Atravessei o centro da cidade, vendo ao longe na calçada vários curiosos parados em frente ao meu escritório, tentando enxergar por detrás dos vidros escuros da entrada, esperando saber algo mais sobre as fofocas sobre a morte da secretária do único negócio rico e próspero desse local.
Sacudi a cabeça, subindo as janelas do carro.
Levei alguns quilômetros para chegar até onde a lembrança de Kai estava me guiando. Era apenas uma imagem, mas como eu conhecia toda aquela cidade com a palma de minha mão - justamente por causa das excursões da escola para os pontos históricos de Mistyc Falls - não foi um grande problema encontrar a antiga fábrica de tecidos abandonada. Pelo que sabia, ninguém mais ia até lá, por causa da construção caindo aos pedaços que tinha risco de desabar sobre a cabeça de seus visitantes. E justamente pelo fato de ela ficar muito longe do centro - na fronteira com a outra cidade - e estar em uma área com muita vegetação e pouca internet.
Era o lugar perfeito para esconder algo importante. Ninguém se interessaria em vasculhar uma fábrica centenária e sem graça.
Desci do carro, pisando no chão de terra com os sapatos nada corretos para a situação. Agradeci ao fato de ser meia vampira e ter um bom equilíbrio por isso.
Ergui meus olhos para a fábrica à poucos metros à frente. Ela era exatamente como a memória de Kai. Os tijolos apodrecendo e se soltando das paredes, o nome na fachada quase que totalmente ilegível e as portas de metal da entrada estavam dependuradas nas molduras enferrujadas. Aquilo era um acidente esperando para acontecer. Caminhei na direção da entrada, afastando o mato alto no caminho que chegava à altura da cintura e se agarrava as pontas de meu cabelo solto. Quando finalmente cheguei à entrada, quase dei pulinhos alegres ao ver que a abertura entre as portas era suficientemente grande para mim, no entanto, quando tentei atravessar algo me impediu. Foi como ser bloqueada por uma força invisível.

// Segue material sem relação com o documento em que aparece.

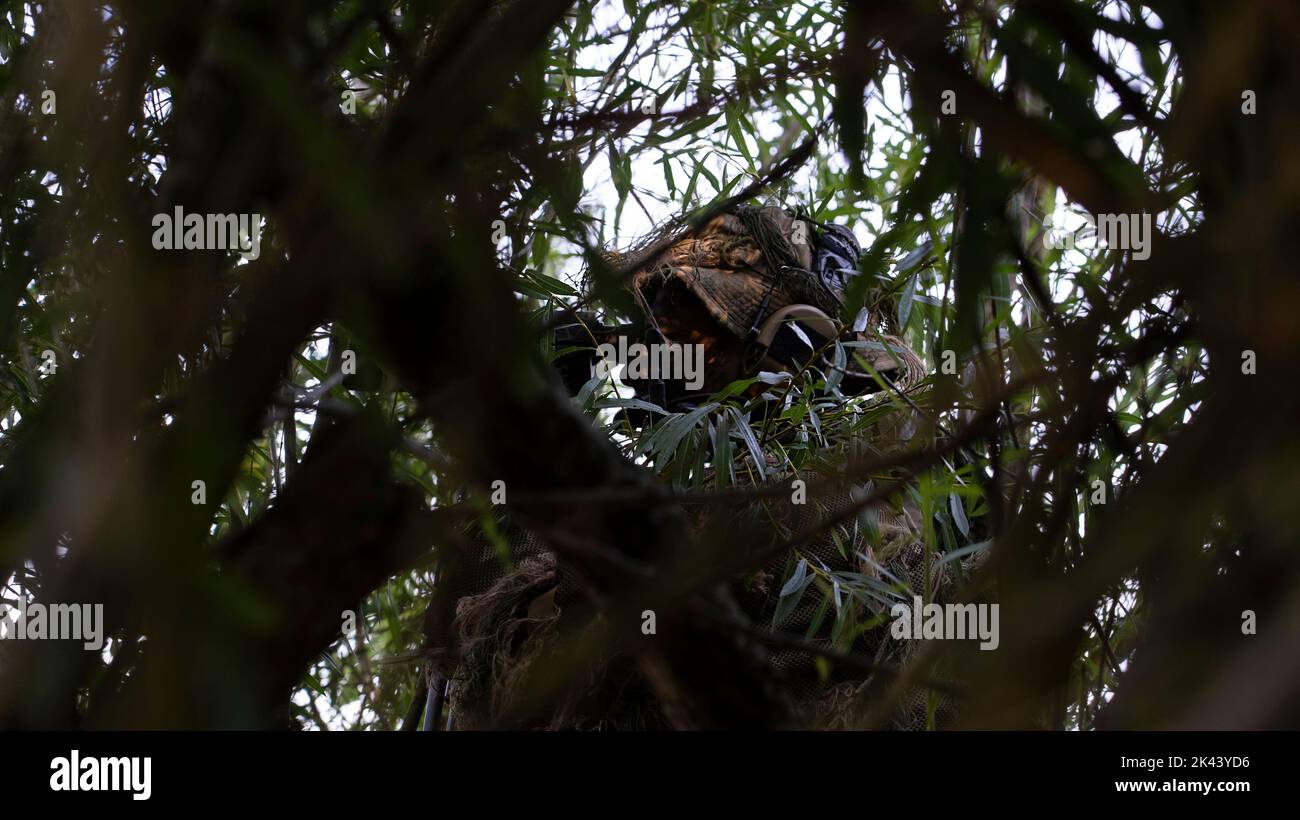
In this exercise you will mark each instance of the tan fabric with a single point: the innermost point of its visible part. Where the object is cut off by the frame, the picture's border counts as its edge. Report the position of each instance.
(724, 267)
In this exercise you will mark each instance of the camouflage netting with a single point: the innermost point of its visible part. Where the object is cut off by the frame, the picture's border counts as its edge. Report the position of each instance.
(742, 267)
(510, 621)
(707, 289)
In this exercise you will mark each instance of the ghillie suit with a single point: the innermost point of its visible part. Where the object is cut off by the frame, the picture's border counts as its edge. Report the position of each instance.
(758, 289)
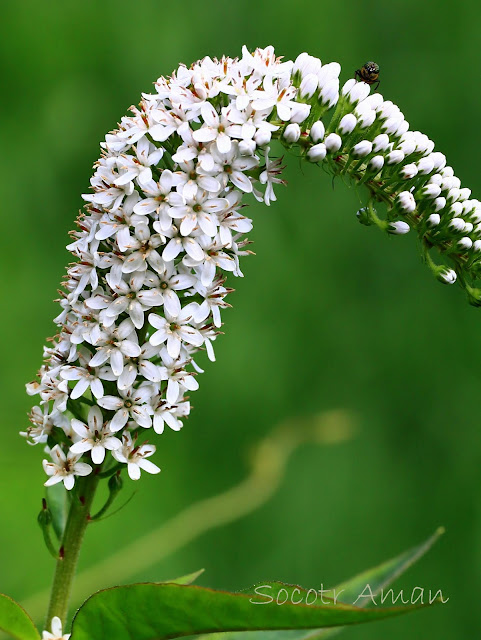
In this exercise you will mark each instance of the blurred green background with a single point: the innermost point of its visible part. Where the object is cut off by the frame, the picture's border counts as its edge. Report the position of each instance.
(329, 315)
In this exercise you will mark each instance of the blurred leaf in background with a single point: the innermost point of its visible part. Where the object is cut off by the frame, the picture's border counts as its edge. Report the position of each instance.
(329, 314)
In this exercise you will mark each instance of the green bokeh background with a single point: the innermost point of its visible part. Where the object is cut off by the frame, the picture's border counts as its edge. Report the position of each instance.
(329, 315)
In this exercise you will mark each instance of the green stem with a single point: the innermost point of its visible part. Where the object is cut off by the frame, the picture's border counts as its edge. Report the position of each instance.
(78, 518)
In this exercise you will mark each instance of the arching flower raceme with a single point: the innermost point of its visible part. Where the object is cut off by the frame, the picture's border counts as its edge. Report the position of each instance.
(164, 224)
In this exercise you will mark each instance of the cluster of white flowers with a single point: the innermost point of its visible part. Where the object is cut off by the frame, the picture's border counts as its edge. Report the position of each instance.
(164, 222)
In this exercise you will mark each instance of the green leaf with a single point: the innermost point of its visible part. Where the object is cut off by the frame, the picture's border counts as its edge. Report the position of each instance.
(15, 621)
(57, 502)
(160, 611)
(187, 579)
(377, 578)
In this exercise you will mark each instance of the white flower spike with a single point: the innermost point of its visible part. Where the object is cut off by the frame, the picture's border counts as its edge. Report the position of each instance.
(165, 224)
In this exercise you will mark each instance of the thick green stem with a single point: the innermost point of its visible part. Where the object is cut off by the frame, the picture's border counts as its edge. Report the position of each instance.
(77, 521)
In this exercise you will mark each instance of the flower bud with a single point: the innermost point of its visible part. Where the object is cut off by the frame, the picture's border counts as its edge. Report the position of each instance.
(409, 171)
(362, 148)
(376, 163)
(317, 152)
(388, 109)
(375, 100)
(308, 85)
(469, 205)
(292, 133)
(359, 92)
(364, 216)
(431, 191)
(406, 201)
(457, 208)
(457, 224)
(299, 112)
(437, 178)
(439, 160)
(348, 86)
(381, 142)
(333, 142)
(395, 157)
(317, 131)
(306, 64)
(262, 137)
(329, 93)
(247, 147)
(465, 243)
(456, 182)
(425, 165)
(476, 214)
(347, 124)
(399, 227)
(408, 146)
(366, 118)
(434, 219)
(454, 194)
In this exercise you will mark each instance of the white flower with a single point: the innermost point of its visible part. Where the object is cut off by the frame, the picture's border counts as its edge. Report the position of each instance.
(216, 127)
(165, 223)
(135, 457)
(131, 403)
(56, 631)
(132, 299)
(175, 329)
(199, 211)
(64, 468)
(270, 176)
(114, 345)
(96, 437)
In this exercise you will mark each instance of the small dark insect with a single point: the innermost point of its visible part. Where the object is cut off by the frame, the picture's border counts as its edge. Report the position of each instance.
(369, 73)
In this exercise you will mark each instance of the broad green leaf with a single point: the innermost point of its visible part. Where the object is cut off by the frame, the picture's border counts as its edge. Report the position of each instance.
(377, 578)
(15, 621)
(187, 579)
(161, 611)
(57, 502)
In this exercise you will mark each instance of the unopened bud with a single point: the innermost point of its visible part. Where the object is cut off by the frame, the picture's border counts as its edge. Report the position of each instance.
(299, 112)
(362, 148)
(465, 243)
(376, 163)
(333, 142)
(317, 131)
(292, 133)
(381, 142)
(406, 201)
(395, 157)
(308, 85)
(317, 152)
(347, 124)
(434, 219)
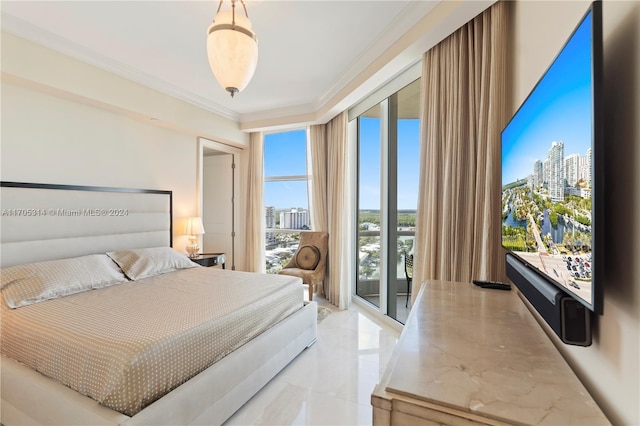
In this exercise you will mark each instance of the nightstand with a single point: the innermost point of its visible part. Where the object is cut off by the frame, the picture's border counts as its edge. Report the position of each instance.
(211, 259)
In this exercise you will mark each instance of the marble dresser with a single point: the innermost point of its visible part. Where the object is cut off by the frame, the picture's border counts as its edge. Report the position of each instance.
(477, 356)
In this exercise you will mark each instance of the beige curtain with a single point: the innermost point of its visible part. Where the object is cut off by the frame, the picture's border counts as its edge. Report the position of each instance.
(254, 251)
(340, 212)
(463, 112)
(317, 183)
(331, 195)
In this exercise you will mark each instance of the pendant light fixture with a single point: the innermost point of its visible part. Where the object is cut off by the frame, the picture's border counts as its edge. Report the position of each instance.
(232, 47)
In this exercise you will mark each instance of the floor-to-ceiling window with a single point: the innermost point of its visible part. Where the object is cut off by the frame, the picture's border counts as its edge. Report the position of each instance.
(286, 199)
(388, 168)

Por um segundo fiquei confusa com aquilo. Era magia? Kai havia protegido o local? Parecia plausível se ele estava tentando proteger alguma coisa, mas eu não conseguia sentir a familiar magia que um feitiço de proteção conseguia criar.
Então, me dei conta.
Não era magia. Um humano vivia ali.
E eu como meia-vampira também tinha minhas limitações. Precisaria ser convidada a entrar, porém, apesar de minha parte vampira ser dominante em meu organismo, a parte humana ainda estava lutando para ficar. Então, não foi uma surpresa eu conseguir forçar minha entrada naquele local sem precisar de permissão. A parte chata disso é que era com ser espremida em todas as direções pela pressão invisível que a "casa" com um morador fazia, tentando me expulsar. E a pior era que teria poucos minutos antes de ser arremessada para fora. Já havia acontecido e não foi confortável.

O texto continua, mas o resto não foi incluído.